So many recommendations and good reviews so I thought I would give this one a spin, and it probably falls under the heading of  "biggest disappointment of the year".  Michelle Paver is a children's writer, and I'm sorry to say that it really shows.   It is as if she has set out with a warning from her publishers not to frighten anybody too badly, and there's no chance of any bad dreams being initiated by this novel.

An amateur research team set out for the Arctic wilderness, and a string of misadventures reduces their number to one who carries on the project while waiting for the others to join back up with him.  He feels lonely.  He thinks he sees a ghost.  Someone tells him the place is haunted.  He does see a ghost.  He runs away from the ghost.

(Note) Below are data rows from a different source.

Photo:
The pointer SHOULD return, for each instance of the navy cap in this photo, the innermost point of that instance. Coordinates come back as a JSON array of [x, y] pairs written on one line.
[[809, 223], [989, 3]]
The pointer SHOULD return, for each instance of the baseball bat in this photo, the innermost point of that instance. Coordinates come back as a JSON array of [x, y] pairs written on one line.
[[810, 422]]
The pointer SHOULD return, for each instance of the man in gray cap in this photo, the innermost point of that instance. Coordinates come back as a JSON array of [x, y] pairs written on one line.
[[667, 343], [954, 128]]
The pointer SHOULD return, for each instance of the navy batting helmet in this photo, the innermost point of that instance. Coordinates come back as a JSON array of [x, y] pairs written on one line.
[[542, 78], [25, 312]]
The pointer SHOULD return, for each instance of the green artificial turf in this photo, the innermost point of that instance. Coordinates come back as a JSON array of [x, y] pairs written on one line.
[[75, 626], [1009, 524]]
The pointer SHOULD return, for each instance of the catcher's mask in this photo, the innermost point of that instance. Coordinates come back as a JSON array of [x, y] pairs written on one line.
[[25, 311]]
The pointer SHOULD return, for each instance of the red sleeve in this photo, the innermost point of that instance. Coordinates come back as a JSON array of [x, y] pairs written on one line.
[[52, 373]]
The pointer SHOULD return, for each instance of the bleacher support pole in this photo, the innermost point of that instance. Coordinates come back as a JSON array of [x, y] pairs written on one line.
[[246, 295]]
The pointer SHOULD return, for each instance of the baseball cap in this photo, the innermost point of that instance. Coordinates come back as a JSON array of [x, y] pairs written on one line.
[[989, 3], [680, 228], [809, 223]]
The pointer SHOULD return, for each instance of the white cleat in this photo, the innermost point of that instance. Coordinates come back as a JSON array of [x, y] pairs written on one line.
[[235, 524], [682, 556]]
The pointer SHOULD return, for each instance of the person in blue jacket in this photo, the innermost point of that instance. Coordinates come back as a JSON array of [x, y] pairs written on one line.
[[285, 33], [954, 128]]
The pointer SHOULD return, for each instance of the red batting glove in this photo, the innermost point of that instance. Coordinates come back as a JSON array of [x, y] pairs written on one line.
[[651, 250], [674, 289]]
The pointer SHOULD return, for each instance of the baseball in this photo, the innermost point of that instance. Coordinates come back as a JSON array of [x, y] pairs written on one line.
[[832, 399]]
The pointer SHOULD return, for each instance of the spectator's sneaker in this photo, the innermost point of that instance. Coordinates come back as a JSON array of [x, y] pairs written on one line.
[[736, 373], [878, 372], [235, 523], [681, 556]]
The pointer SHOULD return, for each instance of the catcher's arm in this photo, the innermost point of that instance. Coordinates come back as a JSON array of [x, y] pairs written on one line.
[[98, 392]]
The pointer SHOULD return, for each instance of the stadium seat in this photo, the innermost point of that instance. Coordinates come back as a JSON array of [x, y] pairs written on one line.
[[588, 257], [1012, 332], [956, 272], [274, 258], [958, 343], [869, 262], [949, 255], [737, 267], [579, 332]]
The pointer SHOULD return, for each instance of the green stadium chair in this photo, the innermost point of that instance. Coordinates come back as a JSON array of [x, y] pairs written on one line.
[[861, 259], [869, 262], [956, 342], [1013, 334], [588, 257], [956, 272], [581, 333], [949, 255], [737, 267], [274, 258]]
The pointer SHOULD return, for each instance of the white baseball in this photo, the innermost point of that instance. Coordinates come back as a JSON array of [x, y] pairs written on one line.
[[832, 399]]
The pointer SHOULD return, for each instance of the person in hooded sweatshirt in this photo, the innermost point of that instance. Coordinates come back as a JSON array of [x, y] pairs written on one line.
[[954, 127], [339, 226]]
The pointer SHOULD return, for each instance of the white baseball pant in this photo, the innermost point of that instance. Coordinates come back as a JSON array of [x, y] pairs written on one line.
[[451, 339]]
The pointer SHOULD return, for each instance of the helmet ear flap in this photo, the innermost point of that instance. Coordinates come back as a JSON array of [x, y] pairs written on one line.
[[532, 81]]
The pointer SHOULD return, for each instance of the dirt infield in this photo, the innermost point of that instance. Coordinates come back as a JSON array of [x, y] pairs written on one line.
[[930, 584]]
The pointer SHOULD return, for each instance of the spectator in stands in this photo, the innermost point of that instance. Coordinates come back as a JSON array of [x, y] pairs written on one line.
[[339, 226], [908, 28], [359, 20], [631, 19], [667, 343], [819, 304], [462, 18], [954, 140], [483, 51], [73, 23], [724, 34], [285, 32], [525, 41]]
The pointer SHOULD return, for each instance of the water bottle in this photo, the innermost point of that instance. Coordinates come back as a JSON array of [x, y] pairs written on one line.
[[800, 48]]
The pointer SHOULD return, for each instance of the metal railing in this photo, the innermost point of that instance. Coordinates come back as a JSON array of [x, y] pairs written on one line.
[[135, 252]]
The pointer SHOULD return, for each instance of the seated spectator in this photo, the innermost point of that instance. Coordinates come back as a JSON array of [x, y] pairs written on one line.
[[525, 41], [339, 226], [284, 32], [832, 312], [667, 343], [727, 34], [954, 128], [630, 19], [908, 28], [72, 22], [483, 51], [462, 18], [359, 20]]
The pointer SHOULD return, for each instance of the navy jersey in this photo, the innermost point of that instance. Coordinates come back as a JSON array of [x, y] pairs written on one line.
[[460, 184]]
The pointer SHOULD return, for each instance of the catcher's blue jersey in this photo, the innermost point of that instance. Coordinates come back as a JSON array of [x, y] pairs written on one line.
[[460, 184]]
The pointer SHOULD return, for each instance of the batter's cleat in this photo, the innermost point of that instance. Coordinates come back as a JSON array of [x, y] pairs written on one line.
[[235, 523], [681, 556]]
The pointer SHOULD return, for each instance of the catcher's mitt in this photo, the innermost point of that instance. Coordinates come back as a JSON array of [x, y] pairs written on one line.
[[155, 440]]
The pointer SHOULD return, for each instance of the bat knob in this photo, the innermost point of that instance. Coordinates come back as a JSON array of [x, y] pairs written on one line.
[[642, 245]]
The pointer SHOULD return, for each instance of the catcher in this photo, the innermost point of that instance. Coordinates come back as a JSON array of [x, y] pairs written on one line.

The research is thorough and unfortunately, it tends to show - Paver doesn't miss many opportunities to shoehorn in a brand name, or a contemporary reference.  But good research doen't necessarily make for good storytelling, and not for good adult storytelling. There is insufficient tension, the pace is frightfully slow, there is little real sense of menace, the "reveal" is in a dream, and even then only fitfully related so that the true horror is
so concealed as to be almost Lovecraftian, and not in a goosd way - you know how HPL was fond of saying that things were so gruesome that he couldn't describe them?  Well, a bit like that.

Unputdownability : I only didn't put it down because I so dreaded having to pick it back up again.